The New York based news bureaus are doing their creative best to either talk themselves into how Dontrelle Willis is going to join the Mets rotation or if not that, how the area will get the entire team itself.

But the Mets, whose starting rotation is a couple of arms short of a championship rotation, coveted Willis last year, his supposed comings and goings the subject of the nonstop conjecture.

"It's really funny because it was almost like I was one phone call away from being a Met," said Willis, who agreed to a one-year contract last month that is worth $6.45 million.

He added, "I've never heard so much speculation, and it's going on to this day."


One of Willis's neighbors, he said, is a Mets fan from Flushing. "Every time I walk outside, it's like a countdown to when I'm going to be a Met," Willis said, laughing. "They're all over me every day."

While it's entirely possible that Dontrelle may wear a Mets jersey one day, you know, Halloween does come around every year.  But for it to happen in real life requires that the Marlins can't land a stadium deal.  But even then, it's not guaranteed.

Let's play the what ifs.  Say the Marlins can't workout a deal for a stadium and the franchise has to move, god forbid, it is extremely likely that the club will want a star player to market in its new home.  Willis sure fits that bill.

That's okay, the New York press has that scenario covered also.

New York is a baseball town. Always has been, always will be.


So why can't New York support a third major-league baseball team?
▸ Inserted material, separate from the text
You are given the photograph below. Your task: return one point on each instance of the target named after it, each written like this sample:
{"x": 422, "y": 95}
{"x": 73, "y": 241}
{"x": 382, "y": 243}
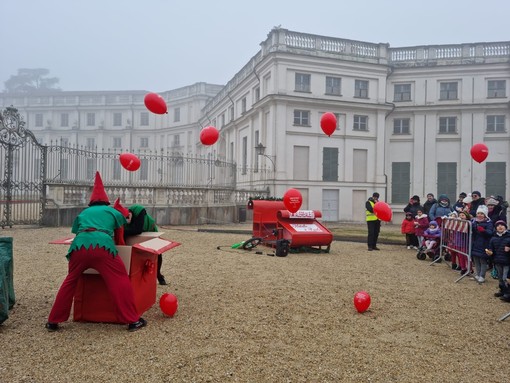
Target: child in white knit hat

So what is stopping some ambitious entrepreneur such as Jeffrey Loria from packing up his team and moving from the baseball wasteland of Miami, where they can't find 15,000 people a night to go to a ballgame, to New York, where the Mets and Yankees will be turning away that many people every night?

There are 11 million people in New York City and on Long Island alone; another 7 million if you add in New Jersey and Connecticut; a million more in Westchester. Despite 162 home games a year between the two teams, two 24-hour cable sports TV networks dedicated to their coverage, two all-sports talk radio stations and four daily newspapers in New York alone, it may well be that our town is under-served by the sport it reserves most of its passion for.

Let me help him out with that one: the answer is MLB.  They won't allow it and shouldn't allow it until all possibilities are exhausted in South Florida and even then it won't happen.

It is true that the New York City area can easily support three teams and one day they may get their third.  But it won't be the Marlins.  First, I think MLB is being upfront about their desire to have a team in South Florida. And since the Marlins are already here they will make every attempt to keep them here.  Second, the third team in the New York City area is considered the plum location for all relocation possibilities and I don't think a team with our ownership history is the one they will want to place in the Big Apple.

The residents and the news outlets of New York can dream but it's not gonna happen.  No matter how much they wish it so.  Clapping loudly for Tinker Bell only brings her to life in the plays and movies.  It doesn't get you a pitcher and certainly doesn't get you the entire team.